# Help - West Bay / Christmas Bay Fly Guide



## Trout Laguna (Aug 31, 2007)

anyone recomend a particular guide? have some clients that want to go and have requested to fish these areas. Help!


----------



## Skinny Water (Oct 12, 2004)

Chris Phillips, but I do not think he will be back guiding until at least mid-June.


----------



## phishyfotos (May 6, 2008)

*Fly fish christmas/west Galv.*

I aint no pro, i do know a couple of spots.


----------



## Trout Laguna (Aug 31, 2007)

how could I entice you to take me?



phishyfotos said:


> I aint no pro, i do know a couple of spots.


----------



## Gottagofishin (Dec 17, 2005)

Chris is the main fly guide on West Galveston, but as said he is still out of commission. Call Andy Packmore at FTU and he should be able to give you a reccomendation.


----------



## TXFlyFisher (Aug 6, 2007)

One more guide you might want to try is Steve Soule'


----------



## jhj415 (May 22, 2005)

Capt. Ruben Garza 832-385-1431 kayak or boat


----------



## plgorman (Jan 10, 2008)

Randall Groves do a search on yahoo or google and you'll find him. He writes in TSF magazine ive heard EXCELLENT things about him


----------



## spitfire (Jan 2, 2007)

Yeh Andy is a good guy I bought all my fly gear from him!!


Gottagofishin said:


> Chris is the main fly guide on West Galveston, but as said he is still out of commission. Call Andy Packmore at FTU and he should be able to give you a reccomendation.


----------



## HuntNFishNick (Jul 13, 2007)

Randall Groves is the best one for west bay and Christmas. Hes a great guide and a even better person.
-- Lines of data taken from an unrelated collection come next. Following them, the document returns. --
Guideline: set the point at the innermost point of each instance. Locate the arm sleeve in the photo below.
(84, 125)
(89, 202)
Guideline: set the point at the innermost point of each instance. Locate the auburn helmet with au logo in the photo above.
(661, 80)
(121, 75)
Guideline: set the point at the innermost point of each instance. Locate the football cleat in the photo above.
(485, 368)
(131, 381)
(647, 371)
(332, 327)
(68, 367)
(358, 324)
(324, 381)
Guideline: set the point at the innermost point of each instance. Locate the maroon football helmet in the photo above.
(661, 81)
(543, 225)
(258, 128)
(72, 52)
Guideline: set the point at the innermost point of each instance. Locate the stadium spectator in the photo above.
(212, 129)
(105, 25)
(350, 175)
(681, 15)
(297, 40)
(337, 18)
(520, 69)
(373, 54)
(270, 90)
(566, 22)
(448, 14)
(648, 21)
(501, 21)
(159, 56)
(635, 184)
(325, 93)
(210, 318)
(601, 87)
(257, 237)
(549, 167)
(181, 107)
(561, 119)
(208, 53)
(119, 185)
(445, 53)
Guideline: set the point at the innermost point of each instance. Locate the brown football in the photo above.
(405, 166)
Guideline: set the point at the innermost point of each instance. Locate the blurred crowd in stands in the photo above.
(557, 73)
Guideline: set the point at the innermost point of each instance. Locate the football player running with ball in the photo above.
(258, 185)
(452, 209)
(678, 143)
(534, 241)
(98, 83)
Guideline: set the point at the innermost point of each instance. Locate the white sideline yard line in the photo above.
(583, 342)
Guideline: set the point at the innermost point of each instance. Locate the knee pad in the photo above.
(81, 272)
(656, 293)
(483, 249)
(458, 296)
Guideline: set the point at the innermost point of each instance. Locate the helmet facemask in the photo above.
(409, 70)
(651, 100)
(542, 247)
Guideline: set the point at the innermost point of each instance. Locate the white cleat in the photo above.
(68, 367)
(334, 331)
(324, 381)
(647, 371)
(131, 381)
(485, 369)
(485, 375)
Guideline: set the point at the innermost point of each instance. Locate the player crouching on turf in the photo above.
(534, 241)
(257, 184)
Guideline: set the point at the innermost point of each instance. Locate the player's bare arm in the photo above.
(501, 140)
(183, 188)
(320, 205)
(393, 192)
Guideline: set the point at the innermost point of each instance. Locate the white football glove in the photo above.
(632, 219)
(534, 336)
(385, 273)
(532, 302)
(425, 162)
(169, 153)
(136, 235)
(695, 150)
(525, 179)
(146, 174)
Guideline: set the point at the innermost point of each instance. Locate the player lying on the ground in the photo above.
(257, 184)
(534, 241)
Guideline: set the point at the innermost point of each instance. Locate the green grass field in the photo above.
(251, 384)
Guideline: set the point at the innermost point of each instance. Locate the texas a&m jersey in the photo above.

Has a nice lodge and he runs a J and H and i think a Transcat! Give him a call. It will be well worth it!


----------



## Gottagofishin (Dec 17, 2005)

Forgot about Ruben. I've never fished with him, but have talked to him a few times at FTU and he's given me some good advice.


----------



## phishyfotos (May 6, 2008)

shoot, I woulnt last a 1/2 day. After thinking about it.


----------



## Trout Laguna (Aug 31, 2007)

Thanks for your help guys.


----------